The Rolling Stones have been on something of a charm offensive the last couple of days to justify the gougy prices for tickets on the current tour.
Obviously, we know the justification for a ninety quid starting price point - it's what people will pay and the band are greedy.
That isn't what Mick Jagger says, though:
You might say, 'The tickets are too expensive' - well, it's a very expensive show to put on, just to do four shows, because normally you do a hundred shows and you'd have the same expenses.Um... Up to a point. Yes, your fixed costs would be spread over a lot more gigs, but let's be clear that this isn't some sort of U2 multimedia bollocks where the band arrive in a spaceship made from guitars, so a large wedge of the outgoings will be marginal - venue hire, electricity, staff, and whatever it takes to stop Keith Richards turning into a pile of dust for another day.
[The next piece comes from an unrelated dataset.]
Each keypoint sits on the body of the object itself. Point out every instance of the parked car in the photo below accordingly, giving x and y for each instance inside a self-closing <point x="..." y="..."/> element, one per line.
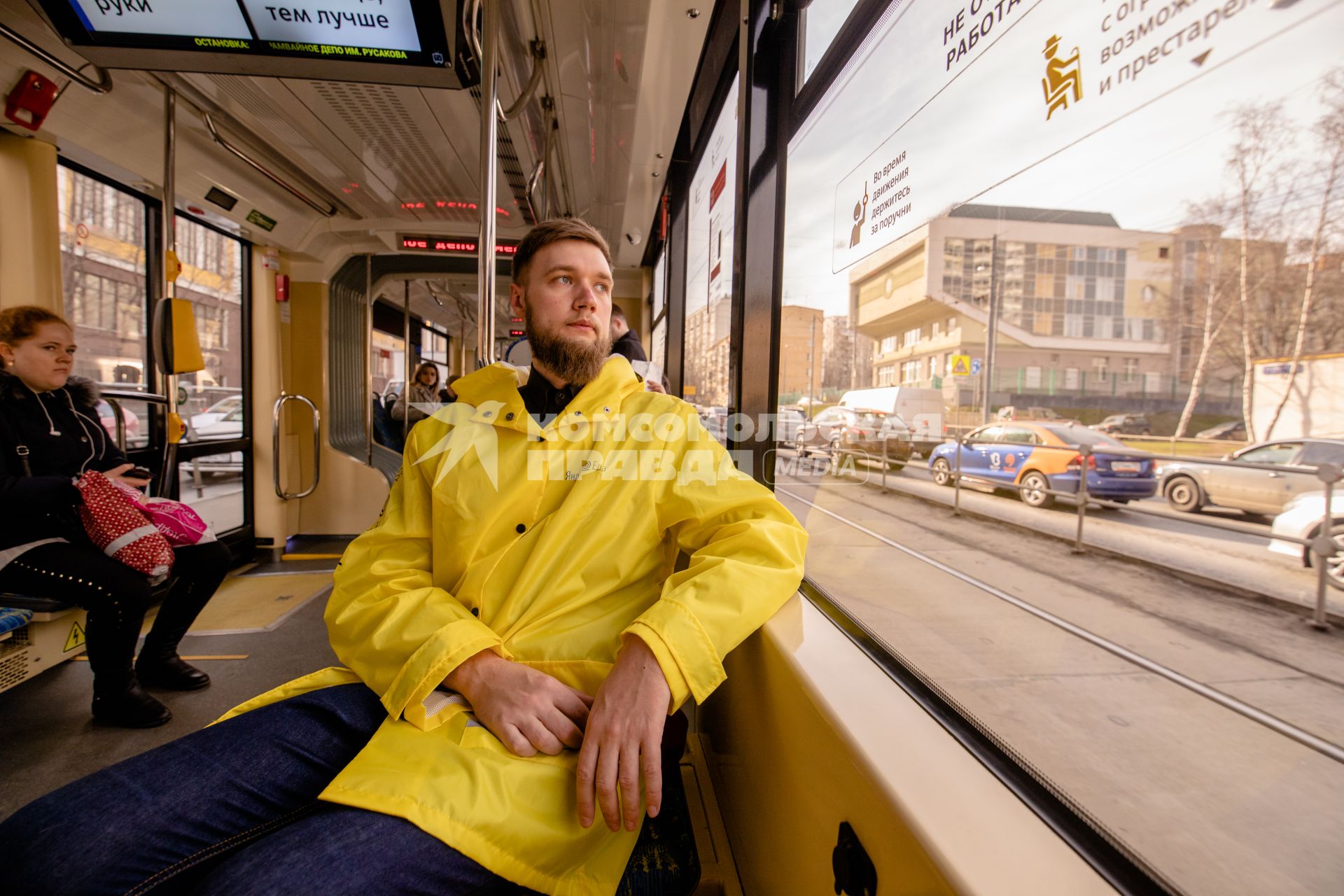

Mick knows that, and so instead embarks on trying a spot of distraction, by pointing instead at the secondary market:
"So, yes, it's expensive," he added. "But most of the tickets go for a higher price than we've sold them for, so you can see the market is there. We don't participate in the profit. If a ticket costs 250 quid. let's imagine, and goes for 1,000 quid, I just want to point out that we don't get that difference."True, but just because they gouge on top of the original price doesn't alter the fact that the original price was already ratcheted up.